An artificial intelligence (AI) model can identify individuals at risk of death from lung cancer on easily obtainable x-rays, which could improve personalized prevention and treatment strategies, according to a group in Boston.
Researchers led by Dr. Jacob Weiss of Massachusetts General Hospital developed a convolutional neural network (CNN) model to estimate the risk of lung disease mortality using a chest radiograph as the only input. In a test on three datasets comprising more than 15,000 individuals, the model performed well.
"Our findings motivate the use of deep learning to identify individuals at high risk of lung disease mortality from easily obtainable and low-cost chest radiograph images," the group wrote. The study was published May 16 in Nature Communications.
Chest x-ray is a common preliminary test for lung cancer, yet actionable radiological findings are difficult to detect by human readers in the early stages of the disease, the researchers explained. They suggest that AI may provide an early window into the risk and extent of lung disease beyond established methods.
In previous work using chest x-rays, the group has shown that AI can enhance survival predictions in lung cancer based on a patient's biological age. They have also shown that a deep-learning model can predict a patient's 10-year risk of death from heart attack or stroke. In this study, the group developed a CNN they've named CXR-Lung-Risk to identify individuals on x-rays who may be at high risk for lung disease mortality.
The researchers trained the model using 147,497 x-ray images of 40,643 individuals. The images included lung nodules, atelectasis, pleura and lung fibrosis, chronic obstructive pulmonary disease (COPD)/emphysema, opacities, cardiac abnormalities, lymphadenopathy, and bone/chest wall lesions. In addition, data included the dates of actual observed deaths of patients.
They tested the model in three independent cohorts comprising 15,976 individuals between 35 and 90 years of age enrolled in previous trials: an asymptomatic community population, heavy smokers eligible for lung cancer screening CT exams enrolled in the National Lung Screening Trial (NLST), and patients with histologically confirmed early-stage (I-III) lung cancer.
The researchers noted that risk probabilities are usually expressed in percentages, which can be difficult to grasp. Thus, they devised a method for the model to output risk from a single x-ray expressed in years.

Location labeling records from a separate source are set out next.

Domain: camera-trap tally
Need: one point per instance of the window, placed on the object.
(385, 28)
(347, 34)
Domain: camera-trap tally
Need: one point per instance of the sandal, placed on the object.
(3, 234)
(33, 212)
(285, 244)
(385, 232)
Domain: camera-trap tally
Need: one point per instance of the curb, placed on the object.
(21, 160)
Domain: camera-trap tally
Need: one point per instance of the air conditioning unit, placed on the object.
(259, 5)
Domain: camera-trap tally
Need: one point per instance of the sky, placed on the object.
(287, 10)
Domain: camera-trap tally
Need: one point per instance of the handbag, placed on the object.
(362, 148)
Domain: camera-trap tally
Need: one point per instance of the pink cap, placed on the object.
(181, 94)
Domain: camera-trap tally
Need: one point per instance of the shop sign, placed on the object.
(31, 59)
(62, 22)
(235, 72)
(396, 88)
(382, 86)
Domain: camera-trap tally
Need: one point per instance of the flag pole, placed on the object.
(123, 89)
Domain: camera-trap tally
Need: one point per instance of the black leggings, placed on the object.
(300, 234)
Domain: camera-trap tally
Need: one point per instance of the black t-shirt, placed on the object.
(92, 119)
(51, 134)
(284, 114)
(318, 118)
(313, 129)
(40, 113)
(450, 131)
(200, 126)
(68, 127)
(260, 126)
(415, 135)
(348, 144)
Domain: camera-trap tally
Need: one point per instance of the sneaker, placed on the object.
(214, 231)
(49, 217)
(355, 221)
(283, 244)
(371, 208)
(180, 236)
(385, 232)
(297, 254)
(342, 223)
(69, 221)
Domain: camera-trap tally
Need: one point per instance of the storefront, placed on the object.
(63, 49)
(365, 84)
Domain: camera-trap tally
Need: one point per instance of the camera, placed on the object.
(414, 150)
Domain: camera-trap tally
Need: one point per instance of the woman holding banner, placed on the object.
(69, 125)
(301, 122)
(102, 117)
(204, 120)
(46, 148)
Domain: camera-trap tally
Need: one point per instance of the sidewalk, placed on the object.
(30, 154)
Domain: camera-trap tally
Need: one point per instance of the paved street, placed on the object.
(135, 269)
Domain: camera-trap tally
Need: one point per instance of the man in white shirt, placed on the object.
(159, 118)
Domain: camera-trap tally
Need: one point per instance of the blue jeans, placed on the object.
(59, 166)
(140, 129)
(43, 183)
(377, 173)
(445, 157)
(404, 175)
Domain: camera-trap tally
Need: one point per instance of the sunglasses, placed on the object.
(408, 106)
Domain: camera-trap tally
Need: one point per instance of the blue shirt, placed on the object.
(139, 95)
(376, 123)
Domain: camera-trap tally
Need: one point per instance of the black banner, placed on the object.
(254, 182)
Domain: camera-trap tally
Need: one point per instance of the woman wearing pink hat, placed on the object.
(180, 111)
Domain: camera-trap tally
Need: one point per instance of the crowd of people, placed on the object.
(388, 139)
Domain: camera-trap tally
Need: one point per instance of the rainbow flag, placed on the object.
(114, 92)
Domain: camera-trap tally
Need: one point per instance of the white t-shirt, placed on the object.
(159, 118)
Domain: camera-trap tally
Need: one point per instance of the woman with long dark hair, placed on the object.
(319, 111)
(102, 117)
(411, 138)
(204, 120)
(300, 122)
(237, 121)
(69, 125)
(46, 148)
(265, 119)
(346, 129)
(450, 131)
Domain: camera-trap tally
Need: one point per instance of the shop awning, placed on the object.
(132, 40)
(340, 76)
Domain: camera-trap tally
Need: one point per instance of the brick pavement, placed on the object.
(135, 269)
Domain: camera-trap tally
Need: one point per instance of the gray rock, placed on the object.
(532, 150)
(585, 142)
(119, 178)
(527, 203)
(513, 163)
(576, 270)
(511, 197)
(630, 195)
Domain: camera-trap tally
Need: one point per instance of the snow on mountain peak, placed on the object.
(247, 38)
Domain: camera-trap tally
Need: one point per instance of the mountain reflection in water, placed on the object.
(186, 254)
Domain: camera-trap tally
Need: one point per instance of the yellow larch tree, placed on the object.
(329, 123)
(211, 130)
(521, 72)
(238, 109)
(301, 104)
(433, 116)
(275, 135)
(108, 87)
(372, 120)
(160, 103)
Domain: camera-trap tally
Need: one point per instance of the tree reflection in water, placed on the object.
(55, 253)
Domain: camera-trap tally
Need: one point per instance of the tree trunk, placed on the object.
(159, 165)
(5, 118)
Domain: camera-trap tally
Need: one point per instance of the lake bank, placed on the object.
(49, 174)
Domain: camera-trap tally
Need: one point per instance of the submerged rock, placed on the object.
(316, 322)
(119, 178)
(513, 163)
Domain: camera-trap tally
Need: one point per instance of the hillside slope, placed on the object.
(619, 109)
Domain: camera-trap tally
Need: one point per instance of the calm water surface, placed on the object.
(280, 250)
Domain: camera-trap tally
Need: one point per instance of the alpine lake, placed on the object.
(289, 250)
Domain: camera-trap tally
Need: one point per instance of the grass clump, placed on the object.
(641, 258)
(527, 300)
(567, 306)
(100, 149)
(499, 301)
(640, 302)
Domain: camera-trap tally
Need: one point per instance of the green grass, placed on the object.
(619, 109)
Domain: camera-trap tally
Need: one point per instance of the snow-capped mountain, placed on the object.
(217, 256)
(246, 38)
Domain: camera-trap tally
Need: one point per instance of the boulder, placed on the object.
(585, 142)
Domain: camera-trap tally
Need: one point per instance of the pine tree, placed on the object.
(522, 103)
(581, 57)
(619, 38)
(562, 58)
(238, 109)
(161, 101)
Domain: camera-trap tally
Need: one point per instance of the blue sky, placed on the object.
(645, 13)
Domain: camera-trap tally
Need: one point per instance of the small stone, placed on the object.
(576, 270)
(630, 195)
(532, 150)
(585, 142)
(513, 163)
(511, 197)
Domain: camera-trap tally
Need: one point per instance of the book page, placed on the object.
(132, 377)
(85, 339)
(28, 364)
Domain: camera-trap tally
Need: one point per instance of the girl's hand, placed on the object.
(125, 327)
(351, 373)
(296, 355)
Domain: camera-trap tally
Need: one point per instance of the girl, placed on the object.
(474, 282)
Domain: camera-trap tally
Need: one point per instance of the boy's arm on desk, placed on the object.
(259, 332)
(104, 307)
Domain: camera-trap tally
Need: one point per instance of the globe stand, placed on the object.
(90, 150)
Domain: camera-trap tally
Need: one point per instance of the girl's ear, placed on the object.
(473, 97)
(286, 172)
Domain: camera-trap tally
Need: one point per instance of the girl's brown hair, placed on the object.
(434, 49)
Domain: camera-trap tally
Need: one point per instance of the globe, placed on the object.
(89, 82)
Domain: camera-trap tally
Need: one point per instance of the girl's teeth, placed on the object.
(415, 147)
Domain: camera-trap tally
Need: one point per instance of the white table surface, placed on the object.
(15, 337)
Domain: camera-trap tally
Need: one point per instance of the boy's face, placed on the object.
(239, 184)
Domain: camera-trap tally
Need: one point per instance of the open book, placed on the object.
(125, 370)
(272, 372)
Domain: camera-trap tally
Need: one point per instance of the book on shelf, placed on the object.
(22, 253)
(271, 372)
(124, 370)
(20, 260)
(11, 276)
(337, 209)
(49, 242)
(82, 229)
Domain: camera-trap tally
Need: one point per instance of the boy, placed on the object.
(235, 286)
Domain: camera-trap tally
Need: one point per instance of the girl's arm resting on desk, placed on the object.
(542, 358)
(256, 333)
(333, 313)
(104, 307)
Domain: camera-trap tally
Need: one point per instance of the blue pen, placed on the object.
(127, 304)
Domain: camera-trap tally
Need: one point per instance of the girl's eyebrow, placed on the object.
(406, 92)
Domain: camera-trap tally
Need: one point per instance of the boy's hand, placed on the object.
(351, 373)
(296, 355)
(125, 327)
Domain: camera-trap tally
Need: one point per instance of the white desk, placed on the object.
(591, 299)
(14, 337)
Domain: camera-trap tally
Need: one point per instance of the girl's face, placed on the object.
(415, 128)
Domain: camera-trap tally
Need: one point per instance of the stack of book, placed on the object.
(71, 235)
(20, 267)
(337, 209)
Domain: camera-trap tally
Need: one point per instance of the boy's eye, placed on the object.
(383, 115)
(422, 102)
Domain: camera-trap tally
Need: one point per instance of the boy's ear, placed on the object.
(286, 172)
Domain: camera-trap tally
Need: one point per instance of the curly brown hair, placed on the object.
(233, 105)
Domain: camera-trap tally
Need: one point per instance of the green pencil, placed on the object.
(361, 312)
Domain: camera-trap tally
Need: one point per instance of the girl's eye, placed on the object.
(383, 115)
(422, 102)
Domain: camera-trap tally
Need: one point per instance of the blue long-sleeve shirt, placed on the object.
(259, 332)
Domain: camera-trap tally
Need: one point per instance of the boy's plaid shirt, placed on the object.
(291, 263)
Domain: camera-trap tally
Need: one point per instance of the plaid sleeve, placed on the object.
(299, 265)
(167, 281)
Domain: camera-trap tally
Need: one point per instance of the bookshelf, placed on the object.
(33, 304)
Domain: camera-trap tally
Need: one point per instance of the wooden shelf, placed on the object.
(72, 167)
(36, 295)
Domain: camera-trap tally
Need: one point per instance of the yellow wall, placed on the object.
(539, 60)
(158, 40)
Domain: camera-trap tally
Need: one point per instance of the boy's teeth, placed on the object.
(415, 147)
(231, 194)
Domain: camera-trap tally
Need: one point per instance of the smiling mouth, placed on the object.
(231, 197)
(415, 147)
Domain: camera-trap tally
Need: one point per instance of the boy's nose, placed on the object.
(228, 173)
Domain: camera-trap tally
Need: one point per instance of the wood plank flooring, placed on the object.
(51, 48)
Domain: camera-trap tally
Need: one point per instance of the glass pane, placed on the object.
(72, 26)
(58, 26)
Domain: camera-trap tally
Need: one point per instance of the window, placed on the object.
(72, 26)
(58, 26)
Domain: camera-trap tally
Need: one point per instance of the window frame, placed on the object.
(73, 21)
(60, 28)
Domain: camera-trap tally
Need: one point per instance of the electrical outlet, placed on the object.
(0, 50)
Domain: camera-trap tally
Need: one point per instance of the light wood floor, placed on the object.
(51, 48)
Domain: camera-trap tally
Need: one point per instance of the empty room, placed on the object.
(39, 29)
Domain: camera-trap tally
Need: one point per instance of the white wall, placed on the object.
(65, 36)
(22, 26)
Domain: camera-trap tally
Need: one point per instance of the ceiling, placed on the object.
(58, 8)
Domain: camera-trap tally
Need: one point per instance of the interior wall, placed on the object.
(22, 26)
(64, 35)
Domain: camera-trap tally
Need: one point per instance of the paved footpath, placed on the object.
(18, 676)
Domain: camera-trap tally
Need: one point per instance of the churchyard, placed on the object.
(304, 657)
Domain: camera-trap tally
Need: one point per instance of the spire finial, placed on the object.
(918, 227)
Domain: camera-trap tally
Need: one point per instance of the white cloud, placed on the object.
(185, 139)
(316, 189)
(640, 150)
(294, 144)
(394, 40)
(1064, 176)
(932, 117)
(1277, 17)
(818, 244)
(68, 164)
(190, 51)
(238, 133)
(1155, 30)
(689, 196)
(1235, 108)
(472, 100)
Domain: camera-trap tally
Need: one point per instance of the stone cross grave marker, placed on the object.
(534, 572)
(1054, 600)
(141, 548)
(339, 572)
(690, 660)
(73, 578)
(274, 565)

"The only input to the model is a single existing chest radiograph and the output is a risk for lung disease mortality expressed in years, meaning if the model outputs a risk of 75 years this is an equal risk of lung disease mortality as the risk of an average 75-year-old individual," they explained.
After adjusting for risk factors, including age, smoking, and radiologic findings, CXR-Lung-Risk discriminated between individuals at high versus low risk for lung disease mortality, according to the findings. Specifically, the lowest mean CXR-Lung-Risk (63 years) was found on x-rays in the asymptomatic screening population without known lung cancer. Patients in the NLST had a higher CXR-Lung-Risk on average (mean, 66.1 years), while the model estimated the highest mean risk of 70.5 years in patients with histologically confirmed lung cancer.
"We found that CXR Lung-Risk showed a graded association with lung disease mortality after adjustment for risk factors, including age, smoking, and radiologic findings," the group wrote.
Limitations of the study included not knowing which alterations and findings in the x-ray images were important for the model's final prediction, which is a common drawback of deep-learning models, the authors noted. However, association analysis did show correlation with clinical risk factors (e.g., smoking, age, prevalent hypertension) and traditional radiologic findings (e.g., nodules, fibrosis, emphysema), suggesting that the model identifies anatomical changes known to be correlated with increased risk, they added.
"CXR-Lung-Risk could be used with minimal disruption of current clinical workflows and automatically analyze the latest radiograph of a patient at high speed and low additional cost," the group concluded.